Portrait d’un homme en noir et blanc.
Cuthbert Grant

Cuthbert Grant (1793-1854)

Cuthbert Grant a été l'un des premiers grands chefs métis. Fils d' un commerçant écossais travaillant pour la CNO et d'une métisse, il a fait ses études à Montréal (et peut-être en Écosse) avant d'entrer au service de la CNO. C'est lui qui a mené la bataille de Seven Oaks. Il attira l'attention de la CBH parce qu'il était reconnu pour être un ennemi redoutable et un ami d'une loyauté indéfectible. La compagnie lui offrit un salaire généreux, lui décerna le titre de « Gardien des Plaines » et lui céda de vastes terres à l'ouest de la colonie de la rivière Rouge, dans les plaines du Cheval blanc. Pendant plus de trente ans, Grant allait faire la lutte aux Dakotas pendant la chasse au bison, jouer le rôle de magistrat et siéger au Conseil d'Assiniboia, gouvernement de la colonie de l'époque. Il est décédé en 1854, des suites de blessures subies lors d'une chute de cheval.

Marie-Anne Gaboury (1780-1875)

Considérée comme la grand-mère des Métis de la rivière Rouge, celle qui a défié les coutumes de son époque, en accompagnant son jeune époux, le voyageur Jean-Baptiste Lagimodière, jusque dans le Nord-Ouest en 1806, devenant du coup la première femme canadienne-française à s'établir dans la région. Au terme d'un pénible voyage en canot, le jeune couple parvint à Pembina (maintenant Dakota du Nord) où Marie-Anne donna naissance en 1807 à une fille qu'elle appela Reine. Elle se rendit avec son mari au fort des Prairies (aujourd'hui Edmonton) et aux collines Cypress avant de s'établir en permanence au confluent de la Rouge et de la Seine (emplacement actuel de Winnipeg) vers 1816. Généreuse et tolérante, elle accepta de s'occuper des enfants de son mari qui provenaient d'autres lits, ce qui lui mérita le respect des femmes autochtones. Elle leur enseignait les valeurs chrétiennes et en retour elle apprenait le cri et l'ojibway, ainsi que l'art d'exploiter les produits de la nature. Mme Lagimodière connut une longue et fructueuse vie. Elle a notamment été témoin des réalisations de son petit-fils, Louis Riel, un des fondateurs du Manitoba.

Langue

Un drapeau rectangulaire bleu foncé avec, en son centre, le signe de l’infini en blanc.
Drapeau de Métis

Quoique bien des Métis parlaient le français, l'anglais et un bon nombre de langues autochtones, leur langue était le méchif.
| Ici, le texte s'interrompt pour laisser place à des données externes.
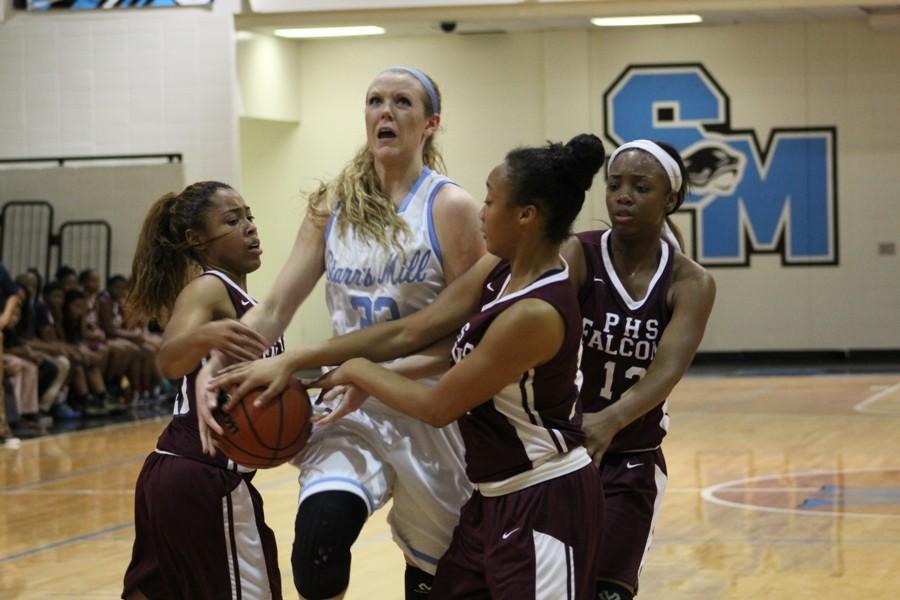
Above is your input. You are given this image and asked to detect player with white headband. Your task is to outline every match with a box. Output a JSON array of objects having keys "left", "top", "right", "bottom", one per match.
[{"left": 559, "top": 138, "right": 717, "bottom": 600}]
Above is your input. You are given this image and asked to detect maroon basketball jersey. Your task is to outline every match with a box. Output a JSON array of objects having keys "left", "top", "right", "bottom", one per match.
[
  {"left": 577, "top": 229, "right": 674, "bottom": 453},
  {"left": 451, "top": 260, "right": 588, "bottom": 493},
  {"left": 156, "top": 270, "right": 286, "bottom": 471}
]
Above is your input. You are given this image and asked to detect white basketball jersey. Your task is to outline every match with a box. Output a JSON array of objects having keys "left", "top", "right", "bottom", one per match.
[
  {"left": 303, "top": 168, "right": 471, "bottom": 574},
  {"left": 324, "top": 167, "right": 454, "bottom": 335}
]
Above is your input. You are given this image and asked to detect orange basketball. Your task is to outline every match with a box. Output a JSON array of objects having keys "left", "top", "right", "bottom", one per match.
[{"left": 212, "top": 378, "right": 312, "bottom": 469}]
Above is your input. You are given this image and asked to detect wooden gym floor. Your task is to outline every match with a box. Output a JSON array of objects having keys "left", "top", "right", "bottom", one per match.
[{"left": 2, "top": 370, "right": 899, "bottom": 599}]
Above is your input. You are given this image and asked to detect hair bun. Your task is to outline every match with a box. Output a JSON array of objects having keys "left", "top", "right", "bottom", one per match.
[{"left": 562, "top": 134, "right": 606, "bottom": 191}]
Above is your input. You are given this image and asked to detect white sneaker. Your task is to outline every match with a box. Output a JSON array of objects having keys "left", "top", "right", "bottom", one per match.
[{"left": 2, "top": 435, "right": 22, "bottom": 449}]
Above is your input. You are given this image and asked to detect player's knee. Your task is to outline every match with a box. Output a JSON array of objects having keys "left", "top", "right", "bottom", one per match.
[
  {"left": 597, "top": 579, "right": 635, "bottom": 600},
  {"left": 292, "top": 491, "right": 368, "bottom": 599},
  {"left": 404, "top": 564, "right": 434, "bottom": 599}
]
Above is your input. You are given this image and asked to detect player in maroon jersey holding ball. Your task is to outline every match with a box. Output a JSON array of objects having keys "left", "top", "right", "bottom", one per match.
[{"left": 122, "top": 181, "right": 284, "bottom": 600}]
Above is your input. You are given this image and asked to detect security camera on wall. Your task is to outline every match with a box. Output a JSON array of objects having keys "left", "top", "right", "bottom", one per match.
[{"left": 439, "top": 21, "right": 457, "bottom": 33}]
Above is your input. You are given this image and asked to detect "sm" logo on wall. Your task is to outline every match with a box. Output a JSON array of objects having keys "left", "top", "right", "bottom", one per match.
[{"left": 603, "top": 64, "right": 837, "bottom": 266}]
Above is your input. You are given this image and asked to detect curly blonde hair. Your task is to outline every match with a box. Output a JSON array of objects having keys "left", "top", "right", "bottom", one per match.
[{"left": 307, "top": 69, "right": 447, "bottom": 252}]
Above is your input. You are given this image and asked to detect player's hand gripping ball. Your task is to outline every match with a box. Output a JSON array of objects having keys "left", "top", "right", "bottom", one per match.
[{"left": 212, "top": 378, "right": 312, "bottom": 469}]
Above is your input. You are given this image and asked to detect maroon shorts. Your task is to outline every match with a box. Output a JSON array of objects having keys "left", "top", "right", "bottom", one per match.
[
  {"left": 122, "top": 452, "right": 282, "bottom": 600},
  {"left": 596, "top": 448, "right": 667, "bottom": 590},
  {"left": 431, "top": 464, "right": 604, "bottom": 600}
]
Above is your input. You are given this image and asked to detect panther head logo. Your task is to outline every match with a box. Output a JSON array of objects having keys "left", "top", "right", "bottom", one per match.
[{"left": 682, "top": 140, "right": 745, "bottom": 197}]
Les linguistes d'aujourd'hui se demandent toujours s'il s'agit d'une forme de cri, d'un genre de créole, d'un français « pidgin » ou d'un amalgame de cri et de français. Néanmoins, ils reconnaissent que cette langue a des caractéristiques grammaticales qui proviennent du cri et du français ainsi que des similarités avec ces deux langues.

English : What is your name? - My name is John Baptiste.
Michif : Kaykwy tou nou? - Mou nou si Jean Bachis.
Français : Quel est ton nom? - Mon nom est Jean-Baptiste.
Cree : Tawnshi eshinihkawahouyen? - Jean Bachis zhinihkawshoun.